Cela ressemble à un ballon d’essai mais, en laissant dire qu’il pourrait éventuellement augmenter des impôts notamment celui sur les sociétés, Michel Barnier a mis la macronie dans tous ses états. Car pour le chef des députés Ensemble pour la République, Gabriel Attal, c’est niet : demandeur d’une clarification du Premier ministre sur la «ligne politique» de son successeur à Matignon, le député des Hauts-de-Seine avait prévu une arrivée groupée, ce mercredi matin à Matignon pour en savoir plus sur les intentions du futur gouvernement. Mais le rendez-vous a été annulé une demi-heure avant. Suivi d’une déclaration du Premier ministre transmise à la presse : «La situation budgétaire du pays que je découvre est très grave. J’ai demandé tous les éléments pour en apprécier l’exacte réalité. Cette situation mérite mieux que des petites phrases. Elle exige de la responsabilité.» Les troupes présidentielles apprécieront.
On résume donc cette nouvelle situation ubuesque : les macronistes battus deux fois lors des dernières élections s’opposent à des hausses d’impôts envisagées par un Premier ministre venu de la droite. Une fois n’est pas coutume, Gérald Darmanin est d’accord avec Gabriel Attal. «Je ne participerai pas à un gouvernement qui ne soit pas clair sur la question des impôts», a déclaré le futur ex-ministre de l’Intérieur sur France 2 ce mercredi matin. Mais tous les membres de la désormais minorité présidentielle ne sont pas aussi arrêtés sur la question. Sur RTL, Yaël Braun-Pivet a semblé ouvrir la porte. «Il faut une fiscalité qui soit juste et que l’effort soit partagé entre tous», a jugé la présidente de l’Assemblée, posant tout de même comme condition que la croissance ne soit pas affectée.

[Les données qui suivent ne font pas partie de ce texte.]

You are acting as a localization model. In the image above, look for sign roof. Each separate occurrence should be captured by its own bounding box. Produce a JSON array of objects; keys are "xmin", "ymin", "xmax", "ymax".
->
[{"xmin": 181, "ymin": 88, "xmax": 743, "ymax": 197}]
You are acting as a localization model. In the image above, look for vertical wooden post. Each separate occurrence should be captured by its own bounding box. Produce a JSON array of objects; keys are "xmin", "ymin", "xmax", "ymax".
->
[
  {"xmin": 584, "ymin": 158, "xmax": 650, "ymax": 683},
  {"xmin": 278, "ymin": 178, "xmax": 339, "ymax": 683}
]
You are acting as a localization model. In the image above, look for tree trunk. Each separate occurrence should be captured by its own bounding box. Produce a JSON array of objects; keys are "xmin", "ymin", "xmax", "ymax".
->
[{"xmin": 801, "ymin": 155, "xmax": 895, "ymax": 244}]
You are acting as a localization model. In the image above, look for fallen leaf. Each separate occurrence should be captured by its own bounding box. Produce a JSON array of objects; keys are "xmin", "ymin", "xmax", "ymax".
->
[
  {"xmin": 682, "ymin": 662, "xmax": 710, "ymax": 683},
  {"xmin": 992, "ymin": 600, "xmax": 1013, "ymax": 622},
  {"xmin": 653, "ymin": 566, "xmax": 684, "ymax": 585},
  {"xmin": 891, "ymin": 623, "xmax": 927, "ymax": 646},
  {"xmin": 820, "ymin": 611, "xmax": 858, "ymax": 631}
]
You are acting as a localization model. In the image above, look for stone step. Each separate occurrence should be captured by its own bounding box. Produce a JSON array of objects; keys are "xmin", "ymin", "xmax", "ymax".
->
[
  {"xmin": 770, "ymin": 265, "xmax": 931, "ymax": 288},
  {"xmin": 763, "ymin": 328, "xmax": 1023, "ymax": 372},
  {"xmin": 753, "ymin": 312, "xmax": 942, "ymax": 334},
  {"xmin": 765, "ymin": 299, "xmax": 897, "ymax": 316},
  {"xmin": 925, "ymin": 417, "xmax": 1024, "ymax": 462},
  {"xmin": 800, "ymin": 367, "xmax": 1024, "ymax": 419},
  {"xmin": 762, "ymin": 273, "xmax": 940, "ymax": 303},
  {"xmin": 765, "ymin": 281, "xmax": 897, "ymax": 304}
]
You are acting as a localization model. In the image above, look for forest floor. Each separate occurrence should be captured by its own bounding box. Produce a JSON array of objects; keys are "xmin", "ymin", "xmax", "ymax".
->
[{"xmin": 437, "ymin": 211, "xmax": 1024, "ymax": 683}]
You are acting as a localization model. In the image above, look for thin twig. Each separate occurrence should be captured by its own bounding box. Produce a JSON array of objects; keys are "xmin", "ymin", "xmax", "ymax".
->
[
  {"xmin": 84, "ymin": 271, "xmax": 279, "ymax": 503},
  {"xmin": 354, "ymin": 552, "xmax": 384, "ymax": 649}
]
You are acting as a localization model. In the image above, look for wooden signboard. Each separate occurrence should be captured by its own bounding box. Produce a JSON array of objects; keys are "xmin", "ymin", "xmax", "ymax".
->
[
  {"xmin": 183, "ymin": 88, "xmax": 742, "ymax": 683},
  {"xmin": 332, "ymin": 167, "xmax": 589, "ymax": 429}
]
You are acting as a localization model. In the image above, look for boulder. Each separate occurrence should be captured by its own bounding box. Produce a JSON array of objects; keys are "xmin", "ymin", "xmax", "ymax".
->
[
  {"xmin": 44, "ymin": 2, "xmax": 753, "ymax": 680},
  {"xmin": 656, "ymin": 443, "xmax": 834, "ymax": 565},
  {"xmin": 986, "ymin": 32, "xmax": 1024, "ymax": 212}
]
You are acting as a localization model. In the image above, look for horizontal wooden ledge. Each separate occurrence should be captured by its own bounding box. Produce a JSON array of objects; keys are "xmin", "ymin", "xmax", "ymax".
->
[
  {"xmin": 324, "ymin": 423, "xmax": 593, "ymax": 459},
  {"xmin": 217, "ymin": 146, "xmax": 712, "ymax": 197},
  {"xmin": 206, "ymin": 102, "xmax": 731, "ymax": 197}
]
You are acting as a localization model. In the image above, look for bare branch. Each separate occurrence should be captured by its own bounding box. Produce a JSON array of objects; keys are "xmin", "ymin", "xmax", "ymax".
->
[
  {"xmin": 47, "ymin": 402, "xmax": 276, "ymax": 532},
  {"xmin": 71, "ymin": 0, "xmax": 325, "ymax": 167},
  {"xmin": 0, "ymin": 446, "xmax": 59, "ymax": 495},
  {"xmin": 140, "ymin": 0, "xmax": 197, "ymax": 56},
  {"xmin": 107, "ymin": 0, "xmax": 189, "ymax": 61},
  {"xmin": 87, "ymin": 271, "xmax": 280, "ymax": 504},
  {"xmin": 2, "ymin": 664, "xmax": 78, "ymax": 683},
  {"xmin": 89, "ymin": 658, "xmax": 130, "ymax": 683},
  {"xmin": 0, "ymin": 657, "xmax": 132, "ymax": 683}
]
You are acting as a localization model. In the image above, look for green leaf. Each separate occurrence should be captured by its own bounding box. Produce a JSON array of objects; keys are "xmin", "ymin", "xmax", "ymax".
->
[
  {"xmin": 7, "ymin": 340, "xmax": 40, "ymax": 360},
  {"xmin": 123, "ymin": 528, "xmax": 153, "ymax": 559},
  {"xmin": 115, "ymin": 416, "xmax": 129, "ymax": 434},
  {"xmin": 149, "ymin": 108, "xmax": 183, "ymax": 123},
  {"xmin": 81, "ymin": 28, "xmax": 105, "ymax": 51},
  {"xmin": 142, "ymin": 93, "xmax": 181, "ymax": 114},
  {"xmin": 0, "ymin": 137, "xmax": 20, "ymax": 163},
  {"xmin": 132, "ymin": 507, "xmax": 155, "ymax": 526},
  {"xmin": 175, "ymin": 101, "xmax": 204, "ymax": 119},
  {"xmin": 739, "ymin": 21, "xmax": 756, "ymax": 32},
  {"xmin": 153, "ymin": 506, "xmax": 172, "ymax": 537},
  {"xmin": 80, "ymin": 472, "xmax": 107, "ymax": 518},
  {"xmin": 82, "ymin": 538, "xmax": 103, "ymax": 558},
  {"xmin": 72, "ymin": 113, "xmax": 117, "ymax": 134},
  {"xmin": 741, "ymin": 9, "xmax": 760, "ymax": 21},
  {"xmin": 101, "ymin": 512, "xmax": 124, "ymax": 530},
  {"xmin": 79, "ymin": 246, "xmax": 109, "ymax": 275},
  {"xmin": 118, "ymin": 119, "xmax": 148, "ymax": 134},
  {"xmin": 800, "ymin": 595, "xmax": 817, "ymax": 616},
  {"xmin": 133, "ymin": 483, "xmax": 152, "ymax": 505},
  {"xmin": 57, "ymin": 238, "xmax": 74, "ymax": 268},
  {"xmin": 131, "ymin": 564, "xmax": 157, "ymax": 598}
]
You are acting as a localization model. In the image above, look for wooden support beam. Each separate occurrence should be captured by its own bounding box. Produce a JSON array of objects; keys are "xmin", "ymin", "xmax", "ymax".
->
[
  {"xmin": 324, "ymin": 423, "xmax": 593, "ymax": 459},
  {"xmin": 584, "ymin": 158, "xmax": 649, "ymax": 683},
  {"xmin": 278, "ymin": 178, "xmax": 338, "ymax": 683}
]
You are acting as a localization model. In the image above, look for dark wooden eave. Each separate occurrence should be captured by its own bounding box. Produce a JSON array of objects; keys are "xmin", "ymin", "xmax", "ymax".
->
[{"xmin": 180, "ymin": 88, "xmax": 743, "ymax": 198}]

«Un effort exceptionnel et raisonnable sur les gros contribuables»
Dans l’entourage de Michel Barnier, on minimise les ambitions réformatrices de l’ancien commissaire européen, histoire de ne pas braquer trop vite les troupes macronistes, indispensables à la survie du futur gouvernement. «La seule chose dite par le Premier ministre est qu’il ne s’interdirait pas d’aller dans le sens d’une plus grande justice fiscale», fait-on savoir. Et de renvoyer à des «rumeurs», des «on-dit», et des «spéculations». «Le Premier ministre analyse la situation budgétaire et aucune option n’est aujourd’hui arrêtée», assurait encore son cabinet en réponse à ces premières tensions.
Le billet de Thomas Legrand
Michel Barnier se trouvera un allié en la personne du gouverneur de la Banque de France, François Villeroy de Galhau, qui a appelé mardi à «lever le tabou sur les hausses d’impôts» avec «un effort exceptionnel et raisonnable sur certaines grandes entreprises et gros contribuables» afin de réduire les déficits, «tant qu’on n’est pas revenu sous 3 %» de déficit public. Un objectif qui est loin d’être atteint si l’on en croit les déclarations du premier président de la Cour des comptes, Pierre Moscovici, ce mercredi matin. «L’objectif de déficit pour l’année 2024 [de ramener le déficit public à 5,1 % du PIB] ne sera pas atteint», a-t-il fait savoir, ajoutant que les finances publiques étaient fortement dégradées.
Mise à jour à 10 h 55 avec les déclarations de Pierre Moscovici.